While there may have been a time where office water cooler talk could be a little risky, times have changed. As most workers know, even the slightest off-the-cuff remark today can be taken the wrong way, leading to possible discipline by an employer.

Whether you currently work or are looking for a position, your online reputation can come back to haunt you if not handled properly. Keep in mind that unless you lock your social networking profiles, anyone can see what you have to say or what images you post.

Office culture

As noted in the CareerBuilder survey, many employers promote a positive office culture, wanting to make sure that they have the correct pieces to the company puzzle in place. If comments or photos you post online are viewed as not representative of the culture a company is trying to promote, you could put your current position or one you are seeking in jeopardy.

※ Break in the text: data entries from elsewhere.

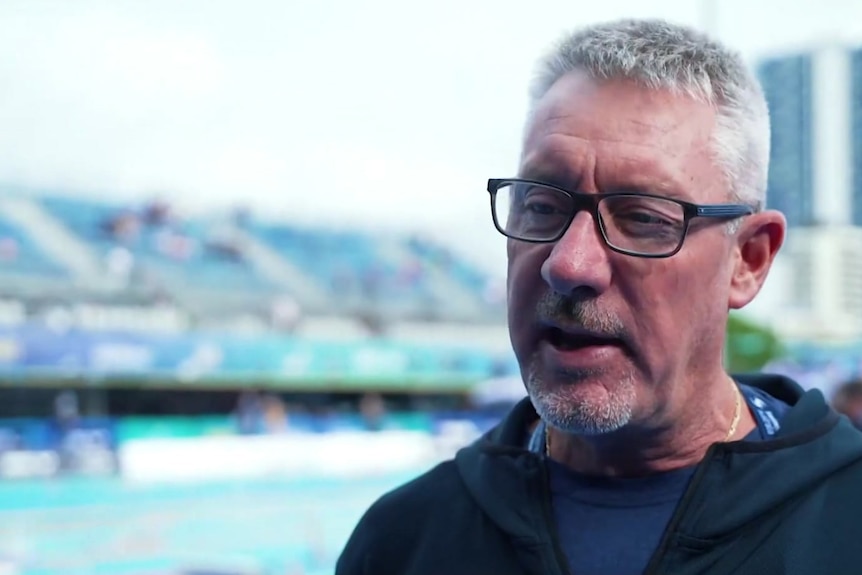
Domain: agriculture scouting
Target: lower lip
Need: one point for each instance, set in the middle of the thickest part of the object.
(582, 357)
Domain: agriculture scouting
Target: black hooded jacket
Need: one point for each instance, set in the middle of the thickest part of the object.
(789, 505)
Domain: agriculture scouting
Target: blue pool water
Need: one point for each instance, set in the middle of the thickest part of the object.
(104, 527)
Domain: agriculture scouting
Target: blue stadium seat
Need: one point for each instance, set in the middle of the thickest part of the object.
(177, 254)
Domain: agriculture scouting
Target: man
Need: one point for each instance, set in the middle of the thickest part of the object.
(635, 224)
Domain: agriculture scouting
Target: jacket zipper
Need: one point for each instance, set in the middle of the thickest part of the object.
(547, 511)
(681, 509)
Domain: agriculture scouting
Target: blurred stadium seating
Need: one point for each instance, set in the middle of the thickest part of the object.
(234, 264)
(130, 334)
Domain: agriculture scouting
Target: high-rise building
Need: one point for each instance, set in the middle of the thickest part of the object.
(815, 178)
(814, 100)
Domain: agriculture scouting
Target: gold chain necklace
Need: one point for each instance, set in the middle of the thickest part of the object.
(737, 415)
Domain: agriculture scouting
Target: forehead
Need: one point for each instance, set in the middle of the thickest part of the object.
(616, 133)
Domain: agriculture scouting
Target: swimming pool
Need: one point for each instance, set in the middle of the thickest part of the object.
(105, 527)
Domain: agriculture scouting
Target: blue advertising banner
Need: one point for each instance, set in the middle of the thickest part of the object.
(31, 448)
(32, 349)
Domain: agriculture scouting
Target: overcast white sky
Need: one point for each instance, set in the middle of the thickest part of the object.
(371, 111)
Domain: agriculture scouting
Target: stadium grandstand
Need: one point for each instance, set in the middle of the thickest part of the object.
(247, 368)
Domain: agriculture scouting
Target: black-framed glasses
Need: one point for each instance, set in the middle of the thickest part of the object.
(632, 223)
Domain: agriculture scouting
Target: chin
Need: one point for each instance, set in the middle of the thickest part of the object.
(585, 402)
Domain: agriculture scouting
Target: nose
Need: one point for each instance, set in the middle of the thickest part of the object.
(579, 261)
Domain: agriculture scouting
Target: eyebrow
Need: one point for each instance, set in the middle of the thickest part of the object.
(662, 184)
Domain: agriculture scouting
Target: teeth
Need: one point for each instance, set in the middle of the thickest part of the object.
(561, 340)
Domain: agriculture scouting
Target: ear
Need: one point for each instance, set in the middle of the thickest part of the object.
(757, 242)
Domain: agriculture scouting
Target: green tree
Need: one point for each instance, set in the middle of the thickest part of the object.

The same holds true with current co-workers you may have. For example, say you and one of your co-workers get into a spat over a work or personal issue. In turn, you take to your Facebook account to let the world know why you think this person is so miserable to work with. Once the other individual and/or the employer catches wind of the matter, you could not only hurt office morale, but could disrupt the department’s ability to properly do its job.

The old rule to apply is would you want your mother to see what you shared or tweeted online? If the answer is no, then there is a good chance it won’t fly with an employer.

The past is the past

Many workers have had a bad experience or two with prior employers or coworkers over the years. That being said, those experiences should be left just there, in the past. If you share or tweet that your former boss was a bad person, treated you poorly, and you couldn’t wait to get out of their company, how do you think that looks in the eyes of a company you are trying to get work with?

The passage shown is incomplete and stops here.